Saya melihat, inspirasi juga bisa didapatkan dari sisi kedewasaan kita sendiri. Ketika kuliah di Australia, umur saya sekitar 25 tahun. Saya punya pikiran kalau hidup saya harus mapan, punya rumah dan mobil. Namun ketika di Amerika, saya merasa aset yang paling berharga adalah pendidikan. Sehingga saat di Amerika, saya mencoba belajar dengan maksimal.
Selain itu, jelas inspirasi saya dapatkan dari keluarga, orang tua, dan dosendosen saya. Ayah saya juga menjadi orang yang berpengaruh bagi saya. Ayah saya hanya seorang guru agama di sebuah SMA, tapi dia pernah belajar S-2 di Inggris jurusan ekonomi. Saya melihat ada sebuah usaha dari ayah saya untuk mencoba hal yang berbeda.
Saat ini apa tujuan hidup Anda dan bagaimana Anda menjalani hidup?

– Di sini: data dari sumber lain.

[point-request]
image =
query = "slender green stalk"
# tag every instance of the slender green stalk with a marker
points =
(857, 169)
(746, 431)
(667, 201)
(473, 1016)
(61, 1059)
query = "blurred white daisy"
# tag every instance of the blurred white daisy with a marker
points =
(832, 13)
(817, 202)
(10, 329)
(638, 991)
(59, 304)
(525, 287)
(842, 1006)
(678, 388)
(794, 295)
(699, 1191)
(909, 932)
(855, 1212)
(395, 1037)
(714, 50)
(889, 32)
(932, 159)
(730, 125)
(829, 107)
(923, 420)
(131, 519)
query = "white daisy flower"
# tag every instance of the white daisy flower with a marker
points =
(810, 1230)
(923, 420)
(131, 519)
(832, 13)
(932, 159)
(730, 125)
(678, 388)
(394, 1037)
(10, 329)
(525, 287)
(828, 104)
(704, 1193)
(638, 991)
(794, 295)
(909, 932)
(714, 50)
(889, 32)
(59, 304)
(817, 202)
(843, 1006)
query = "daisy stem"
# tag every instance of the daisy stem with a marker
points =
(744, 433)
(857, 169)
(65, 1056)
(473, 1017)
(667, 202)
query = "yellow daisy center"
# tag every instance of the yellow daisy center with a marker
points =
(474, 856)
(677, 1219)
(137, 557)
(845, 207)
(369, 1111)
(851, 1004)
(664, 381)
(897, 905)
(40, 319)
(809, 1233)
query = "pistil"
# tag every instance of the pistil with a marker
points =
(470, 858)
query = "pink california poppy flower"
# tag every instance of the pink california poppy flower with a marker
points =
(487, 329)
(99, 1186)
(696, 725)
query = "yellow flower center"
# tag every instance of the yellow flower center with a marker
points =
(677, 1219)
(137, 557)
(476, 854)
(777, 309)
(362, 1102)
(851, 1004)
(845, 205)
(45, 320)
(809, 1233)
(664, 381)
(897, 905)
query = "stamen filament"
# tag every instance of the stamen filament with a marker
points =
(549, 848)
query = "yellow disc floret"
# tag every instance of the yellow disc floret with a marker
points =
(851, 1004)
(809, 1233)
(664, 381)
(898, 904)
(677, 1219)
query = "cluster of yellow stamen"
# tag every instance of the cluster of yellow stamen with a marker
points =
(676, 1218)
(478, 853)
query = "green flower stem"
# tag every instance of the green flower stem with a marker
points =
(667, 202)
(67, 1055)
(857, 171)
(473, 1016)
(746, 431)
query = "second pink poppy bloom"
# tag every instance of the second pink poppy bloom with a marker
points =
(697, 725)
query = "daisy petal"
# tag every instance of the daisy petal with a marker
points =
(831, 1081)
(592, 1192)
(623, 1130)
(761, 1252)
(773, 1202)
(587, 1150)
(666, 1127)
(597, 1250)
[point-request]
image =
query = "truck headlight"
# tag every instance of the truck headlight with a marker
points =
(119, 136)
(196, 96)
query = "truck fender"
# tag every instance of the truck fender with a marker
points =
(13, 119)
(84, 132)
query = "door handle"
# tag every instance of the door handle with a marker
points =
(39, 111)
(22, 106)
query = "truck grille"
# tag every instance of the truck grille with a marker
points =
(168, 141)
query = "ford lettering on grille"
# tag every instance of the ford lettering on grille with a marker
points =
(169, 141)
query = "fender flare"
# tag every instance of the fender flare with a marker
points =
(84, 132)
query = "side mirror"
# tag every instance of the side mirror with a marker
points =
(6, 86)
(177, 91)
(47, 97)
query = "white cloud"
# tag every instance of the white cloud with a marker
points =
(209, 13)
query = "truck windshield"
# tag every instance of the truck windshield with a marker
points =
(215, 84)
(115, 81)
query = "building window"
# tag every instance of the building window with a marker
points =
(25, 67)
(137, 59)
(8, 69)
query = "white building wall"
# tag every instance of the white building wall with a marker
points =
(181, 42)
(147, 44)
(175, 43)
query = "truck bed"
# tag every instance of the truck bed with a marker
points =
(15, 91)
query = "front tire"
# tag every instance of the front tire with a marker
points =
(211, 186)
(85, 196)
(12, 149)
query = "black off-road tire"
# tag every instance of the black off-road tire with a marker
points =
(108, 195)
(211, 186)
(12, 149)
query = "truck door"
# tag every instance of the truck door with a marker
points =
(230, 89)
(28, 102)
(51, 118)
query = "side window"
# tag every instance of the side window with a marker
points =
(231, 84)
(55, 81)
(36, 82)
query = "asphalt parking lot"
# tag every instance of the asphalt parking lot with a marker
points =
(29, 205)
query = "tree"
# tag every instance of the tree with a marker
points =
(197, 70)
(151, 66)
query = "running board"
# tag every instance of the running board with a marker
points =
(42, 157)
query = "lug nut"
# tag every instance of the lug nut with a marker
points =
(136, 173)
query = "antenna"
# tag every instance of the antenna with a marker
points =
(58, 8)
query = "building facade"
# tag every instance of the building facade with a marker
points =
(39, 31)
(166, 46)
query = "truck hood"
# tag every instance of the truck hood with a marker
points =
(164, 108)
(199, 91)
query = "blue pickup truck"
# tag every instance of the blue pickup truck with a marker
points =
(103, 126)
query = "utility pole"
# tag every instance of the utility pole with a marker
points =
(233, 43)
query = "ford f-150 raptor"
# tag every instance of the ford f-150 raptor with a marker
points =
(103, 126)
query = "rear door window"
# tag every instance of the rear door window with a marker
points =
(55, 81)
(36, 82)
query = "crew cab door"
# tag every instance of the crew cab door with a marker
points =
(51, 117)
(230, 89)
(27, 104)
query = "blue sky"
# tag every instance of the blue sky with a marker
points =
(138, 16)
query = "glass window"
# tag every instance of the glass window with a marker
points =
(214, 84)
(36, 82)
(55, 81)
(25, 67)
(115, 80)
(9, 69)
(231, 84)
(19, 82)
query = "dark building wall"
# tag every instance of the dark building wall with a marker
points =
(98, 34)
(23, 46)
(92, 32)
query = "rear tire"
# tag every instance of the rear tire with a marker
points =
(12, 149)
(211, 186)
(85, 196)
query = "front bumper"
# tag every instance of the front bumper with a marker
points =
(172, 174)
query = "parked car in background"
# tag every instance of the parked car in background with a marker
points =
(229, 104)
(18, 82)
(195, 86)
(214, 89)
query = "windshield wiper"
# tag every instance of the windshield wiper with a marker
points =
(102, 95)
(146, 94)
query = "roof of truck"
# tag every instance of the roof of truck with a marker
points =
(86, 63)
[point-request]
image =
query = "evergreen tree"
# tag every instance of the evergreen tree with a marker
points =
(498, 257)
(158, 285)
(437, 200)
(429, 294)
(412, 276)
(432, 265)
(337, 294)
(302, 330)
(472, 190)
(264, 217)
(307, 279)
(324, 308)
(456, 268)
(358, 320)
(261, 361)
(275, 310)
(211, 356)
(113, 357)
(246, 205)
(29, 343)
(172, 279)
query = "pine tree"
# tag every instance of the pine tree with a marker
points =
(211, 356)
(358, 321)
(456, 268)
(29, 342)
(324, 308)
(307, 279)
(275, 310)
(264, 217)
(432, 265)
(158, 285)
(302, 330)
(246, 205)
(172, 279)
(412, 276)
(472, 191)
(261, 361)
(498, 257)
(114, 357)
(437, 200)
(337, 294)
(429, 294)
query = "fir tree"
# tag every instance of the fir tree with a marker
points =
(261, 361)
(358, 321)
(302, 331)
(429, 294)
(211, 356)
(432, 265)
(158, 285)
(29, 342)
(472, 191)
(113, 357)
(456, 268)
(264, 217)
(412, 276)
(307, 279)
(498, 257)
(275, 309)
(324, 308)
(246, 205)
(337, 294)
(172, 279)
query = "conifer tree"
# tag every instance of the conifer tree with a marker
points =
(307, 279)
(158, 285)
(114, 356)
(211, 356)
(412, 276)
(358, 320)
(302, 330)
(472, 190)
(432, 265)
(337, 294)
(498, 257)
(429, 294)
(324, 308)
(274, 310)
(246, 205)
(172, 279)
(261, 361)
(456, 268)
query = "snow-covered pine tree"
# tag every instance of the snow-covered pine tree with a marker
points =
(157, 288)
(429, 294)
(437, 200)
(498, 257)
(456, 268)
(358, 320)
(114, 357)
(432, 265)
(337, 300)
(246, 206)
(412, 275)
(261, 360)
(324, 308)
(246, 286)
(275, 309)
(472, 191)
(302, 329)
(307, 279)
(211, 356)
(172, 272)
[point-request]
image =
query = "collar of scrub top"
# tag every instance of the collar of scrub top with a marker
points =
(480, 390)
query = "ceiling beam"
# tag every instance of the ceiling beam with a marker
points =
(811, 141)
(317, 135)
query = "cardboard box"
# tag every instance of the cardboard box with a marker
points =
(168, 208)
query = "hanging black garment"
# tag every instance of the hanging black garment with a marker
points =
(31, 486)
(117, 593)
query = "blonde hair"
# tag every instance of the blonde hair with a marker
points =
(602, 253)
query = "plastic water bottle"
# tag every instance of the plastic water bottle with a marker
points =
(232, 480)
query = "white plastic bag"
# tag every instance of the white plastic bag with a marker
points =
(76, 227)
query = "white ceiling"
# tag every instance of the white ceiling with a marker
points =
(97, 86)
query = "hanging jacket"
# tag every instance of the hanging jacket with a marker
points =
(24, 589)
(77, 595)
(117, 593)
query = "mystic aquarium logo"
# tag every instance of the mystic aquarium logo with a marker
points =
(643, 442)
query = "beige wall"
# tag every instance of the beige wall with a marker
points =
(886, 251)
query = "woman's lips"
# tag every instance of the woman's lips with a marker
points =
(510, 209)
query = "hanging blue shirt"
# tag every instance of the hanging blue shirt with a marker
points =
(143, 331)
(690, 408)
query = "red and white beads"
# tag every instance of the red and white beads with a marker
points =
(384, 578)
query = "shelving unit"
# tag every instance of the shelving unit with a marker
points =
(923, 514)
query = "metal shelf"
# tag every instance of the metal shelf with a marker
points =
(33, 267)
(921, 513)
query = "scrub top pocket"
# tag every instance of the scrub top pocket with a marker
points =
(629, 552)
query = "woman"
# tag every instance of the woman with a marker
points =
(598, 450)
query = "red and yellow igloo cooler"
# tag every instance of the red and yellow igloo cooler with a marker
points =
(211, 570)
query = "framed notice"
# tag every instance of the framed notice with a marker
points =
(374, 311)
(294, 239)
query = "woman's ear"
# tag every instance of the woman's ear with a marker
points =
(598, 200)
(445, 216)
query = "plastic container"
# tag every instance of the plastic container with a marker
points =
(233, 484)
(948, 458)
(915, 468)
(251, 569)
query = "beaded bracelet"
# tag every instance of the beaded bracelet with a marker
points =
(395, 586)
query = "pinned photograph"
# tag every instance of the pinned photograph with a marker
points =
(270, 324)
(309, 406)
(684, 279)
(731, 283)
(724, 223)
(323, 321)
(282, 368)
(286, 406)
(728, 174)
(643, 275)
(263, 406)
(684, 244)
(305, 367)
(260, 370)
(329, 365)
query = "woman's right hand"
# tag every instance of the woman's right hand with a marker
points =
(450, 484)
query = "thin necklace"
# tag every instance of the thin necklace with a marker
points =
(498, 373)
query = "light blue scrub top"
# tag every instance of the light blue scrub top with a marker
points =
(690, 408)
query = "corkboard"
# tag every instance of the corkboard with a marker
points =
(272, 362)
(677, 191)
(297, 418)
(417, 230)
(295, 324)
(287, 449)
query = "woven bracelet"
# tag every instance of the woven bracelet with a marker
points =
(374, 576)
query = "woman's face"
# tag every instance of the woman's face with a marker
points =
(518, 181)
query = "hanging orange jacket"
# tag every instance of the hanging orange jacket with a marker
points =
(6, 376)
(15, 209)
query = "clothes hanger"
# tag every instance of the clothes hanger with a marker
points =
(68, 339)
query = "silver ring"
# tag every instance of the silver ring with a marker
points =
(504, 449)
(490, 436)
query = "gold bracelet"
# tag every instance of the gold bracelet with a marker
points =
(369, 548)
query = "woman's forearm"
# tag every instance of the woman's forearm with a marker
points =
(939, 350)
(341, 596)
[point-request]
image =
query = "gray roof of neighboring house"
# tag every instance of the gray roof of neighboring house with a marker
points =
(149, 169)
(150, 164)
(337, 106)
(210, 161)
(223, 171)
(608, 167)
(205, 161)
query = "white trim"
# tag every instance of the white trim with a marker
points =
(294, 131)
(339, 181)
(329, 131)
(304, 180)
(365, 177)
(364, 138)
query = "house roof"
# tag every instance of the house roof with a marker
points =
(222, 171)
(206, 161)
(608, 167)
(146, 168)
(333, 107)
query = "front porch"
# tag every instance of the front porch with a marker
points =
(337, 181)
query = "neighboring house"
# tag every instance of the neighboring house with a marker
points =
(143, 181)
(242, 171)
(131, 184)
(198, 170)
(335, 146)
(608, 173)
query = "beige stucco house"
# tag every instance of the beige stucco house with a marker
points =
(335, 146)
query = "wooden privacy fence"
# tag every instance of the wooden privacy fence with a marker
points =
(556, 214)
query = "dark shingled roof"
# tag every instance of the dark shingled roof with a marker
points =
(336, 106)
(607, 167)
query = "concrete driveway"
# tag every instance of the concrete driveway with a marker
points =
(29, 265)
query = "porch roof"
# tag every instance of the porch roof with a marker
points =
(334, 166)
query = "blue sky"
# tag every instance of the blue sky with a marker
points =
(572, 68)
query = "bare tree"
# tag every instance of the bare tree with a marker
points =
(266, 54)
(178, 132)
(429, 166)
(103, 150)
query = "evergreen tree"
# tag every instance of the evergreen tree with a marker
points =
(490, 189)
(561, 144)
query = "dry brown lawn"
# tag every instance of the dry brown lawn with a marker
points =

Tujuan hidup saya adalah saya bisa memaksimalkan dan menggapai ilmu sebanyak mungkin. Di satu sisi, saya merasa beruntung. Jika kita punya pengalaman kerja di berbagai bidang, kita punya pemahaman yang lebih luas. Kita harus sadar setiap orang memiliki takdir masingmasing dan unik.
Tapi kita juga harus sadar bagaimana cara menghidupkan momentum dan kesempatan yang ada. Intinya jangan menyepelekan diri sendiri, namun jangan juga besar kepala. Dengan pengalaman, saya yang pernah belajar di pusat-pusat pendidikan terbaik di dunia, saya ingin meyakinkan generasi yang lebih muda dibandingkan saya untuk berani mencoba.
Kalau saya bisa, mereka juga bisa sebab bangsa ini akan butuh banyak inovator. Target saya yaitu membina mahasiswa yang ada di Indonesia. Saya banyak memberikan support, terutama kepada perempuan yang ingin menjadi peneliti. Saya akan memotivasi orang dan ada tanggung jawab untuk menginspirasi orang, terutama perempuan, agar memilih pekerjaan di bidang sains dan teknik.